週刊BCN 2011年03月21日vol.1375掲載

 2010年の国内ページプリンタ市場は、景気回復への期待や兆しが見えてくる中で、需要回復が予想され、各社の販売実績も実際に2008年レベルに戻り始めている。2011年のプリンタ市場は、「環境配慮」や「コスト削減」に加えて、新たに「クラウド」、「マネージド」といったキーワードがクローズアップされる見込みだ。一方、国内のプリンタ市場は成熟期を迎えている。そうしたなかで、プリンタメーカー各社はどのような戦略を考えているのか。NEC、エプソン販売、OKIデータ、富士ゼロックス、ブラザー販売、リコージャパン、キヤノンマーケティングジャパンの販売責任者に座談会形式で聞いた。

出席者:
NEC

岡田靖彦 事業部長
エプソン販売
宮西徳郎 部長
OKIデータ
深野文夫 部長
富士ゼロックス
宮崎晋一 部長
ブラザー販売
大澤敏明 部長
リコージャパン
中尾元久 部長
キヤノンマーケティングジャパン
松永圭司 部長

司会:本紙編集長 谷畑良胤


実績は2008年レベルにまで回復
SMBの増加、大手の入れ替え需要などか牽引

 ──2010年はこれまでの「緩やかな減速」から徐々に景気回復の兆しが見えてきたと言われていますが、現状のプリンタ市場をどう分析していますか。

 岡田(NEC)
 この一年を振り返ると、購買の低迷が続いていた中で、「2000年問題」からの2周期目にあたる買い替え需要などがあり、今年度(2011年3月期)の上期は停滞から上昇へと転じて堅調でした。下期は、その入れ替え需要が一段落した感があるものの、全体としては一割増を記録しています。この先については、中堅・中小企業(SMB)が顕著に増加していくと思います。今年度以降についても、その傾向は続くでしょう。また、来年度以降は景気の回復もある程度は見えてくると言われているので期待しています。

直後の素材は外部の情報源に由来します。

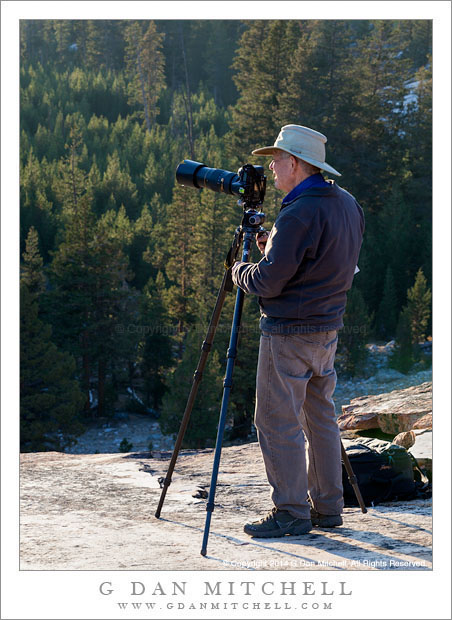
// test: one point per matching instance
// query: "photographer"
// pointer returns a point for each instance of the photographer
(309, 259)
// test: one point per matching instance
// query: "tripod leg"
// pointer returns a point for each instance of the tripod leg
(231, 355)
(352, 479)
(206, 346)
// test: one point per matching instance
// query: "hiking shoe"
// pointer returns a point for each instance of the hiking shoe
(278, 523)
(320, 520)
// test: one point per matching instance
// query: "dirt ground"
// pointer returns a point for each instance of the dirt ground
(96, 512)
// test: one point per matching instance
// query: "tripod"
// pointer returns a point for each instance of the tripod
(251, 224)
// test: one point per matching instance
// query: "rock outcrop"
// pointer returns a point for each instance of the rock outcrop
(96, 512)
(393, 412)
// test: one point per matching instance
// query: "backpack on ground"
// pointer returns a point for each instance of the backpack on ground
(385, 472)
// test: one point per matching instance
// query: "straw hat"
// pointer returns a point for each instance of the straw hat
(302, 142)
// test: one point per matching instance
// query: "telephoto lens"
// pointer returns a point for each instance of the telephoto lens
(194, 174)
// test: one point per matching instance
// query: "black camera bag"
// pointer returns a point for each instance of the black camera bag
(385, 472)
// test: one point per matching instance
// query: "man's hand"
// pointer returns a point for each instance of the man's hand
(261, 240)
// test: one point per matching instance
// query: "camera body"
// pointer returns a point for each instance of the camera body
(249, 183)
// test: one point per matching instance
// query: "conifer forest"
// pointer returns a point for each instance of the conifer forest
(121, 265)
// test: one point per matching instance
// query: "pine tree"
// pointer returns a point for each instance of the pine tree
(419, 307)
(50, 398)
(402, 358)
(145, 67)
(92, 300)
(352, 352)
(155, 348)
(387, 311)
(32, 269)
(261, 64)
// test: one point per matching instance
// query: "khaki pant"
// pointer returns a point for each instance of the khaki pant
(294, 388)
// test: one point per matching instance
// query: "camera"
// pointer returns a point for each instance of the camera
(248, 183)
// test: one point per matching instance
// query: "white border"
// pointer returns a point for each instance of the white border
(74, 594)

 宮西(エプソン販売) 当社調べでは、国内のレーザープリンタ市場はA4機を中心に増加しており、08年度下期や09年度と比べると、市場は確実に回復していると見ています。ただ、国内市場全体を長期的なスパンで見ると、2004年からは前年比98%前後の緩やかな下降カーブを描いています。10年度(2011年3月期)は、極端な落ち込みからこの軌道に戻ったという見方もできます。残念ながら、今後も微減の傾向が続くと思いますが、当社としては商品ラインアップの拡充などで市場全体を底上げできればと考えています。

 深野(OKIデータ) 2009年から2010年に掛けて市場は回復してはいますが、冷静に考えると、やはりリーマンショック前の2008年レベルに戻った程度でしょう。個別では、シングルファンクション機がフラットからやや減少傾向、複合機がフラットからややプラス程度で、合わせて、フラットからマイナス2%だろうと分析しています。その中では、A4のMFP(複合機)が伸びています。これはSOHOのお客様を中心に、省スペースでそれなりの出力スピードを求めるニーズに合致しているためだと思います。

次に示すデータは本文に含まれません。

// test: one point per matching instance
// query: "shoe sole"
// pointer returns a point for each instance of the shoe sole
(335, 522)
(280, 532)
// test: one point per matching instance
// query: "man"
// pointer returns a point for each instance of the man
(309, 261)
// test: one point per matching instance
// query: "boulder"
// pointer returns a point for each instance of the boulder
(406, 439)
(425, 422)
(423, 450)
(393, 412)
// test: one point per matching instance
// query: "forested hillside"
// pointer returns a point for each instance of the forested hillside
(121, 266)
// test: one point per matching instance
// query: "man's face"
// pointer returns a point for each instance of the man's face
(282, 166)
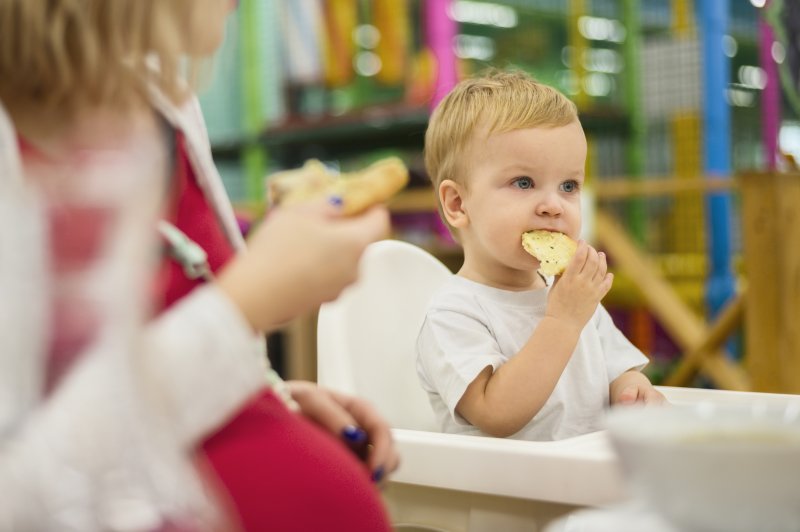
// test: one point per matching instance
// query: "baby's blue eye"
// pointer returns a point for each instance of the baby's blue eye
(569, 186)
(523, 183)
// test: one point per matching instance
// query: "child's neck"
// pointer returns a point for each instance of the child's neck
(501, 277)
(92, 128)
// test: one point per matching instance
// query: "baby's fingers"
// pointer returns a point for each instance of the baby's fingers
(578, 261)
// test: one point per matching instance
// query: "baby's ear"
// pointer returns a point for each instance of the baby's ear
(451, 199)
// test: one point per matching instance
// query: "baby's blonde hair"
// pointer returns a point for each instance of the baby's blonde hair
(67, 54)
(495, 102)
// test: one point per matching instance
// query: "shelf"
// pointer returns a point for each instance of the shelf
(385, 127)
(376, 128)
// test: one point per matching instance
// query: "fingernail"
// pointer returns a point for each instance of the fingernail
(354, 434)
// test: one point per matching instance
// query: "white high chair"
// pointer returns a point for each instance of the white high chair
(366, 338)
(366, 347)
(450, 482)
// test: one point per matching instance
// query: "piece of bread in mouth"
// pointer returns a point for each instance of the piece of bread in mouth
(553, 250)
(358, 191)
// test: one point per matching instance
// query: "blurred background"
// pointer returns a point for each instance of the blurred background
(690, 109)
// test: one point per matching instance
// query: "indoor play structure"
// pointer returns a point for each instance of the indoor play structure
(694, 203)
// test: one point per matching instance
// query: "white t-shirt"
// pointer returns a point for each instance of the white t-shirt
(469, 326)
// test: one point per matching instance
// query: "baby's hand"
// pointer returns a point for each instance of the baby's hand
(633, 387)
(578, 291)
(639, 393)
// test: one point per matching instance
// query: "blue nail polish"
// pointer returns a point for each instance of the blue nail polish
(354, 435)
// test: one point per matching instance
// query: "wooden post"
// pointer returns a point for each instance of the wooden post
(788, 249)
(770, 219)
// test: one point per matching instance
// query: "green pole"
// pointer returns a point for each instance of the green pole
(635, 207)
(253, 156)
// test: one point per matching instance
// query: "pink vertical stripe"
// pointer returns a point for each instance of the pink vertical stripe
(770, 96)
(440, 32)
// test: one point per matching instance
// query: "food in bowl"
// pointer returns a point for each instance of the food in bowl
(714, 467)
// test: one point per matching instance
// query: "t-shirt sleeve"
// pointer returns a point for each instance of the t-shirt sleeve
(620, 354)
(452, 349)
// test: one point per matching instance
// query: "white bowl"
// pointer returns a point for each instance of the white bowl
(714, 467)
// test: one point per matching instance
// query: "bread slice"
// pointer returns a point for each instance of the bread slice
(554, 250)
(357, 190)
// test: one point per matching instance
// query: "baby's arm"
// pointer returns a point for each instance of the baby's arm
(500, 403)
(634, 387)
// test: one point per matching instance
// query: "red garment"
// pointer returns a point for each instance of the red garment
(281, 471)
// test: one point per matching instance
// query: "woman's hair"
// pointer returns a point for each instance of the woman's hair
(69, 54)
(495, 102)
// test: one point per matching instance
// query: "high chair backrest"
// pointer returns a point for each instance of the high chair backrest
(366, 339)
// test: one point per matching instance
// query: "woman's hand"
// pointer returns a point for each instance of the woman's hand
(298, 258)
(353, 420)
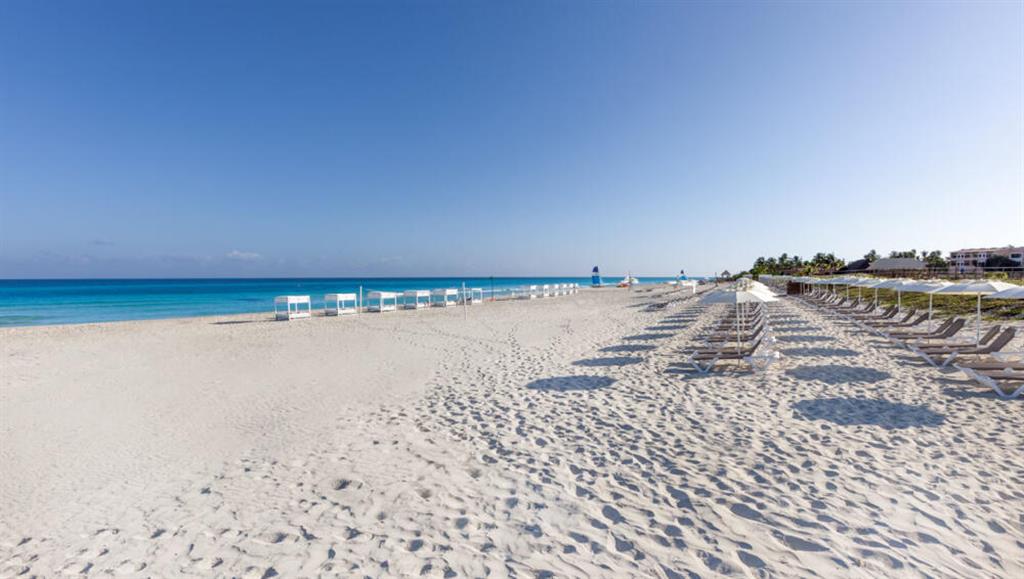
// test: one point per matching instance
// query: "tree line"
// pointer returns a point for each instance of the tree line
(827, 262)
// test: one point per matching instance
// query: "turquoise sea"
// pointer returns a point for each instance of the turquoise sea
(31, 302)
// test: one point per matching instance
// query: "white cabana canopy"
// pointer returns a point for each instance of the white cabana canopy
(929, 287)
(977, 288)
(1016, 292)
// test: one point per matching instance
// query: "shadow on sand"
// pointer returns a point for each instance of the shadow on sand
(859, 411)
(836, 374)
(628, 347)
(798, 352)
(616, 361)
(565, 383)
(640, 337)
(806, 338)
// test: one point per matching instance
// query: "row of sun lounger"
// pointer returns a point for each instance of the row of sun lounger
(984, 361)
(731, 338)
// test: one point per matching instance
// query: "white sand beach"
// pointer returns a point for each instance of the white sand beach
(551, 438)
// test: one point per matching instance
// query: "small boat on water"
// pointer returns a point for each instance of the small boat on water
(628, 281)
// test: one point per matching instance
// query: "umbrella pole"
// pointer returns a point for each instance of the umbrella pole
(738, 324)
(977, 325)
(930, 296)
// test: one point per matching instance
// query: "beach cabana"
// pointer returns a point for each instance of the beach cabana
(292, 306)
(415, 299)
(929, 287)
(443, 297)
(339, 303)
(382, 301)
(1015, 292)
(472, 295)
(976, 288)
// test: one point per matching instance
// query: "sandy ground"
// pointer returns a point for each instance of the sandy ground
(552, 438)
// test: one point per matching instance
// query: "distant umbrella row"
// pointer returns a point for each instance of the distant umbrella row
(295, 306)
(987, 289)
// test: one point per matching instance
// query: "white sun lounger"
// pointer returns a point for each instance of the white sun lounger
(385, 301)
(991, 381)
(443, 297)
(472, 295)
(339, 303)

 松永(キヤノンMJ) 私も宮西氏、深野氏の見解と同様に、現在の市場はようやく以前並に回復した程度と思います。国内のプリンタ市場は成熟市場となっており、今後に以前のような大きな伸びの再現はないでしょう。われわれとしても、何とかそこに伸びしろを付けていきたいとは考えていますが、今後の市場についても、景気の回復と共に1─2%程度の成長に留まるのではないかと考えています。

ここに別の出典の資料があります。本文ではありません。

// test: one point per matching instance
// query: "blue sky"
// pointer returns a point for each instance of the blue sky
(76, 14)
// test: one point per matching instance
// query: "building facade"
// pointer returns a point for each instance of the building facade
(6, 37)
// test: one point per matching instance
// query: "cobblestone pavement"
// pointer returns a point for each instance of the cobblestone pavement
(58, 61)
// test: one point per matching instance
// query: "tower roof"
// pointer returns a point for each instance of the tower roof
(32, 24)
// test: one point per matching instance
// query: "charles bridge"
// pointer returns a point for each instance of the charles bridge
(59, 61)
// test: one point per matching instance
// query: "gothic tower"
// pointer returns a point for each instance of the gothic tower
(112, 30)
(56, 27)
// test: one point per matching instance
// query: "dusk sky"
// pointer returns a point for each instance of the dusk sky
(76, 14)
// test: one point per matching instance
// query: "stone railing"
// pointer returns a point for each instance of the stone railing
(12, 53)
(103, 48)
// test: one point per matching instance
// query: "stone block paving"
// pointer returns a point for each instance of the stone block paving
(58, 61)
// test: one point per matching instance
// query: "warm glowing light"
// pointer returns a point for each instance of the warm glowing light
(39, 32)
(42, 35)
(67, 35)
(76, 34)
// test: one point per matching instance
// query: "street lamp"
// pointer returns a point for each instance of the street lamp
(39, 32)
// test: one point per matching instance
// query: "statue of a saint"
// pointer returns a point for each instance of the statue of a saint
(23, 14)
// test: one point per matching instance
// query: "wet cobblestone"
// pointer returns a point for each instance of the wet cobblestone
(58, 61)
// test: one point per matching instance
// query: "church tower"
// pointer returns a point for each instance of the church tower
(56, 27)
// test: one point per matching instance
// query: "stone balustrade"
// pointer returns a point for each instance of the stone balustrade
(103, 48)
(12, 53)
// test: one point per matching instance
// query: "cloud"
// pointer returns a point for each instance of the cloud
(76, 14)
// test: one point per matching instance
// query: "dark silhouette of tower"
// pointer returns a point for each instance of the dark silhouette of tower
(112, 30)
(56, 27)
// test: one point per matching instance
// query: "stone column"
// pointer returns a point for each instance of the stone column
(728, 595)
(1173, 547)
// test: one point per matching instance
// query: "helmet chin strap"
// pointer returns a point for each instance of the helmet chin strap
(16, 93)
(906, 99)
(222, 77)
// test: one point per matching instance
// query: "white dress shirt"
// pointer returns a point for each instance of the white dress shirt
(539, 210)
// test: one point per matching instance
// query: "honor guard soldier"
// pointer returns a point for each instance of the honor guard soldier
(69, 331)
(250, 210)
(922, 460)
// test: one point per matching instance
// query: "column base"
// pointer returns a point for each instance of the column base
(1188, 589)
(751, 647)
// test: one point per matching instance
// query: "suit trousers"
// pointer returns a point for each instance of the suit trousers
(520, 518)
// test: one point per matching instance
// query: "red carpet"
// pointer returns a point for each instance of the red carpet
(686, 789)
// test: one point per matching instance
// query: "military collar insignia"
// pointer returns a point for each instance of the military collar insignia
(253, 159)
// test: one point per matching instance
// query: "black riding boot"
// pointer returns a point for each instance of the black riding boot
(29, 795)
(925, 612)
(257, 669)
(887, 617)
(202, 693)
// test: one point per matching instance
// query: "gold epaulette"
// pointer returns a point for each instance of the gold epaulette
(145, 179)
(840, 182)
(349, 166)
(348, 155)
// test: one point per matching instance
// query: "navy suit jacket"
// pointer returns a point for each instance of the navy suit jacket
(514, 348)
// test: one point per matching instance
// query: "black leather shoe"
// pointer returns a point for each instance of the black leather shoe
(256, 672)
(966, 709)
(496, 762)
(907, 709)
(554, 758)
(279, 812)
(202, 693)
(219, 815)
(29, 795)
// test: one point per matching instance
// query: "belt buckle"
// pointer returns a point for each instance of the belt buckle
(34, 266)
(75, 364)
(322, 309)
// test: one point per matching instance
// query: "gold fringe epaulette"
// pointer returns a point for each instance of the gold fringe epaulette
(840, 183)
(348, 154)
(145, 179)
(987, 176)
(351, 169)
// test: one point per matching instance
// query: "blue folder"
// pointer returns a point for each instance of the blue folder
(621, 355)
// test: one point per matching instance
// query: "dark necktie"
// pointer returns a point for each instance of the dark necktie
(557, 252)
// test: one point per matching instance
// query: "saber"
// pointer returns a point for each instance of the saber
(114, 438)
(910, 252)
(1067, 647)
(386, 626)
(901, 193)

 宮崎(富士ゼロックス) 市場に対する見方は皆さんの見解とほぼ同様です。当社の今年度(2011年3月期)についてですが、これまで順調にきていましたが、第4四半期はちょっと辛いだろうと考えています。複合機も合わせて出力機全体を市場として考えると台数は増加しています。ただし、単価の下落によって売上ベースで考えると厳しい状況です。そのため今後は、どのような着眼点でお客様に製品、さらにソリューションを提供していくかが重要になると考えています。

 大澤(ブラザー販売) 当社は、10年度(2011年3月期)については昨対を上回る見込みで堅調に推移しています。特に、上期の方が若干好調であったと思います。個別の傾向としては、モノクロ機の需要が底堅く推移していることが一つの大きなポイントでした。また、A4の小型カラーレーザーMFP(複合機)が150%近い市場の伸びが見られますので、今後もこのカテゴリーに注力していきたいと考えています。

 中尾(リコージャパン) 市場感については、2009年度(2010年3月期)の下期から官公庁、自治体を中心に需要があり、その傾向が続いているという感じです。民間については、大手のお客様を中心に入れ替え需要が発生しています。また、市場の傾向としては、PPC(普通紙複写機)を含めた集約化が進んでいます。一方、製品単価の下落が続いていますから、今後、さらに台数を拡大するためにSMB市場(中堅中小)の需要を掘り起こすといった取り組みが必要になると考えています。

NEC
ディスプレイ・ドキュメント事業部長
岡田靖彦氏



【担当領域】
小型・大型ディスプレイやレーザープリンタ、ドット・ラベルプリンタ、FAX、複合機を担当する。





Color MultiWriter 9100C
(A3カラープリンタ)
モノクロ:30ppm
カラー:30ppm
用紙サイズ:A3
価格(税別):17万8000円

MultiWriter 8250N
(A3モノクロプリンタ)
モノクロ:30.5ppm
用紙サイズ:A3
価格(税別):11万8000円

【主力製品】
シングル機では、カラー8機種、モノクロ12機種の合計20機種をラインアップ。昨年4月に発売した「Color MultiWriter 9100C」がA3カラー機の2割を占める主力となっている。モノクロ機では昨年1月に発売した「MultiWriter 8250N」と上位機の「MultiWriter 8450NW」が主力機種となっている。